Search code examples
regexpcrebackreference

PCRE2 - Match every word whose suffix matches a backreference


Given the string below,

ay bee ceefooh deefoo38 ee 37 ef gee38 aitch 38 eye19 jay38 kay 99 el88 em38 en 29 ou38 38 pee 12 q38 arr 999 esss 555

the goal is to match every word such that the suffix is a number that matches the number that appears after foo (which happens to be 38 in this case).

There is only one substring that begins with foo and ends with a number. The expected matches all exist after said substring.

Expected matches:

gee38
jay38
em38
ou38
q38

I've tried foo(\d+).*?(\w+\1)\b and foo(\d+).*(\w+\1)\b, but they fail to match all, because they either match the first one (gee38) or the last one (q38).

Is it possible to match all with just a single regex and, importantly, in just a single run?

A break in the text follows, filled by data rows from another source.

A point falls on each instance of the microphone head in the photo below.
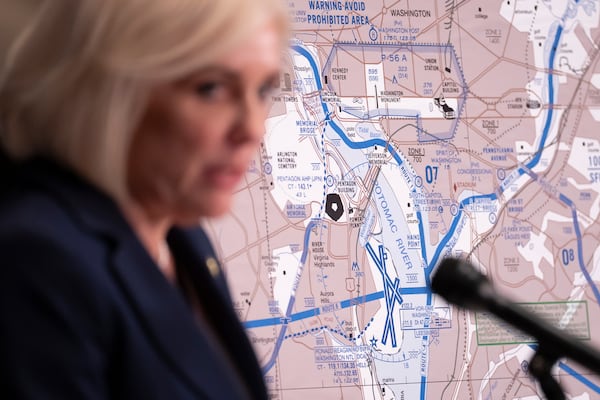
(459, 282)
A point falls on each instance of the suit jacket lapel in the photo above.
(193, 250)
(159, 307)
(169, 322)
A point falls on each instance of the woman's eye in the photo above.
(210, 90)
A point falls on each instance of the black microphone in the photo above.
(459, 282)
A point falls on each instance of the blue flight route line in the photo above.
(391, 291)
(286, 317)
(536, 159)
(580, 260)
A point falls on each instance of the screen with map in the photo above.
(403, 132)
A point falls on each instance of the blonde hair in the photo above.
(75, 81)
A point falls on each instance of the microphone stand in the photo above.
(460, 283)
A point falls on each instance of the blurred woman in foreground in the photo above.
(122, 123)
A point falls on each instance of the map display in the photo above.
(403, 132)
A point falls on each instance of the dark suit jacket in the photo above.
(86, 314)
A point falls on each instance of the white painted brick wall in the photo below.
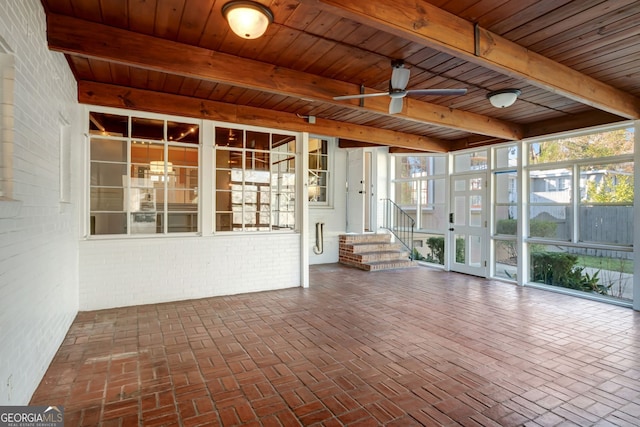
(39, 245)
(124, 272)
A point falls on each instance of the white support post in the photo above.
(303, 207)
(636, 219)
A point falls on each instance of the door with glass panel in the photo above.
(468, 225)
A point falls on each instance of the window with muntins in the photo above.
(143, 175)
(255, 180)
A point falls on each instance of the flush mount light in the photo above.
(503, 98)
(247, 19)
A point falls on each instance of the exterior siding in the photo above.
(124, 272)
(38, 234)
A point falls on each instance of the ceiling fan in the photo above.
(397, 89)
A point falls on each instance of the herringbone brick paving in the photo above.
(396, 348)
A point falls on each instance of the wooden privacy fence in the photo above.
(597, 224)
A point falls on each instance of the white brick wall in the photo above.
(38, 241)
(123, 272)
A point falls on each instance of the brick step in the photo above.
(359, 248)
(392, 265)
(381, 255)
(373, 252)
(364, 238)
(383, 265)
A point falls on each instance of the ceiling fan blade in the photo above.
(361, 95)
(437, 92)
(395, 106)
(399, 78)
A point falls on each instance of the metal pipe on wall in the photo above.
(319, 247)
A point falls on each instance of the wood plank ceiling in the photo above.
(577, 63)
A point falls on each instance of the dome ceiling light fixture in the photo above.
(247, 19)
(503, 98)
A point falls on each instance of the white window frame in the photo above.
(129, 140)
(214, 185)
(331, 143)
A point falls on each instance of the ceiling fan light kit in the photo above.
(247, 19)
(503, 98)
(397, 89)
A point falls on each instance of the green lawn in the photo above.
(602, 263)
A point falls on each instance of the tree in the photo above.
(612, 189)
(597, 145)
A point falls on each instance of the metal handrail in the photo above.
(400, 223)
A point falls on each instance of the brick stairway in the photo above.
(373, 252)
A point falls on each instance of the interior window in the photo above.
(144, 175)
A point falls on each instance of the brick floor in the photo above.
(397, 348)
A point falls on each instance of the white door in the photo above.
(356, 192)
(468, 224)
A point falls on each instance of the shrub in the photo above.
(559, 269)
(538, 228)
(436, 247)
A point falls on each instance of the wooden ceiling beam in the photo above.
(92, 40)
(431, 26)
(144, 100)
(545, 127)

The PCRE2 engine that I use behaves in the same way as https://regex101.com/r/uFEDOE/1. So, if the regex can match multiple substrings on regex101, then the engine that I use can too.


Solution

  • (?:foo|\G(?!^))(\d+).*?(?=(\w+))\w+(?=\1\b)

    Demo

    It could be some size or performance optimization.

    @Niko Gambt, say if any optimization is important for you.